Chrome and Curl both report it takes about 1100ms to load the linked page's HTML, split about 50/50 between establishing a connection and fetching content. I'm not sure how the implementation works internally but that seems like a long time for a site served from memory and aiming to be "high-performance". The images bring the total time up to around 5.7s.
As a point of comparison, my site (nginx serving static content, on the 0.25 CPU GCP instance) serves the index page in 250ms. Of that, ~140ms is connection setup (DNS, TCP, TLS). The whole page loads in < 1000ms.
https://i.imgur.com/X4LDbWj.png
https://i.imgur.com/Ccwzmgz.png
One thing to remember is that when a server like nginx serves static content, it's often serving it from the page cache (memory). The author of Varnish has written at some length about the benefits of using the OS page cache, for example <https://varnish-cache.org/docs/trunk/phk/notes.html>. Some of the same principles can be applied even for servers that render dynamically (by caching expensive fragments).
You removed the CDN and the site got slower?
How do you know your site was the one that was fast or just the CDN? IE, the CDN should have added a lot of extra hops and made things slower.
To me, this implies the rust code is very poor at opening and closing connections, so the CDNs keep alive is pasting over that issue.
edit: web.dev measure gave this blog post url a performance score of 30/100 which is quite poor.
I would have liked to see the actual results from this comparison: "I compared my site to Nginx, openresty, tengine, Apache, Go's standard library, Warp in Rust, Axum in Rust, and finally a Go standard library HTTP server that had the site data compiled into ram."
If it's amd64, long mode requires a page table. Otherwise, a page table is handy so you can get page faults for null pointer dereferencing. Of course, you could do that only for development, and let production run without a page table.
My hobby OS can almost fill your needs though, but the TCP stack isn't really good enough yet (I'm pretty sure I haven't fixed retransmits after I broke them, no selective ack, probably icmp path mtu discovery is broken, certainly no path mtu blackhole detection, ipv4 only, etc), and I only support one realtek nic, cause it's what I could put in my test machine. Performance probably isn't great, but it's not far enough along to make a fair test.
I remember working in 2008 on a project for some geothermal devices that were spitting some IoT data on a "hardcoded" html page directly in the C code of the program, the device was using a chinese 8051-like CPU so you had no OS-per se
I don't think the author is claiming it is faster than a static site stored in memory, they're saying it is faster than a traditional static site that loads files from the disk. At least that's how I read it.

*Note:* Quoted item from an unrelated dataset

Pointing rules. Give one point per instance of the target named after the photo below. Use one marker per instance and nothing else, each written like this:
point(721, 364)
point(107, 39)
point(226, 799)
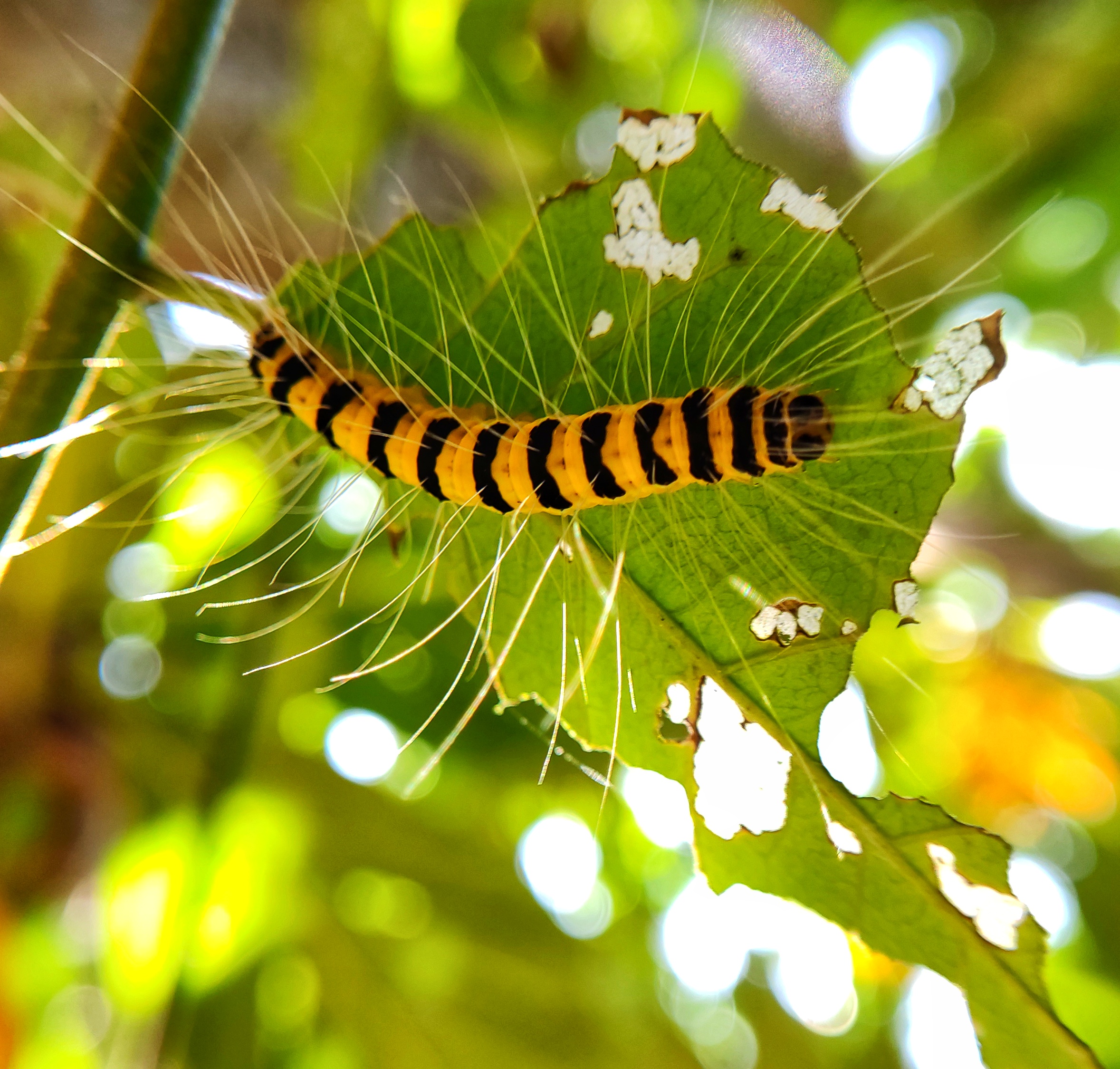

It can be a tiny amount more efficient since an async disk IO implementation might dispatch the file read() call to a thread pool, wait for the result, and then send the data back to the client. Makes 2 extra context switches compared to sending data from memory. Now if the user is super confident that the data is hot and in page cache then a synchronous disk read will fix the problem. Or trying a read with RWF_NOWAIT and only falling back to a thread pool if necessary.
On the other hand rendering a template on each request also requires CPU, which might be either more or less expensive than doing a syscall.
All in all the efficiency differences are likely negligible unless you run a CDN which does thousands of requests per seconnd.
In terms of throughput to the end user it will make zero measurable difference unless the box ran out of CPU.
Keeping everything in user space buffers might just be faster.
On the other hand, you're sending that sucker over network, and what you save doing this is most likely best counted in microseconds/request. It's piss in the ocean compared to the delay introduced even over a local network.
I wonder if io_uring could be used to issue a single syscall that would read data from disk (actually using page cache) and send it on the network.
Of course, you could use DPDK or similar technologies to do the opposite - read the data from disk once and keep it in user-space buffers, then write it directly to NIC memory without another syscall. That should still theoretically be faster, since there would be 0 syscalls per request, where the other approach would require 1 per request.
200MB of pages and assets, sure. Code? No. If you compile it into the binary then the storage is no worse than having a small binary and all the resources separate.
Taking a statically generated site and returning the raw bytes is 100% faster. The author said so themselves.
If you did it that way, now all your content is basically mmaped into the memory which means (probably) less syscalls.
Soo it might've shaved half a microsecond maybe ?
The individual site may be constructed individually (maybe) but it can only work if the society of people-who-use-the-internet all agree to follow a series of conventions about how websites work; you can't start using \<soul\> instead of \<body\> and expect everything to work as normal, because the reason the \<body\> tag is used to define the body of a page is because we needed a way to make sure people can use a webpage without having to define an entire new language for each one.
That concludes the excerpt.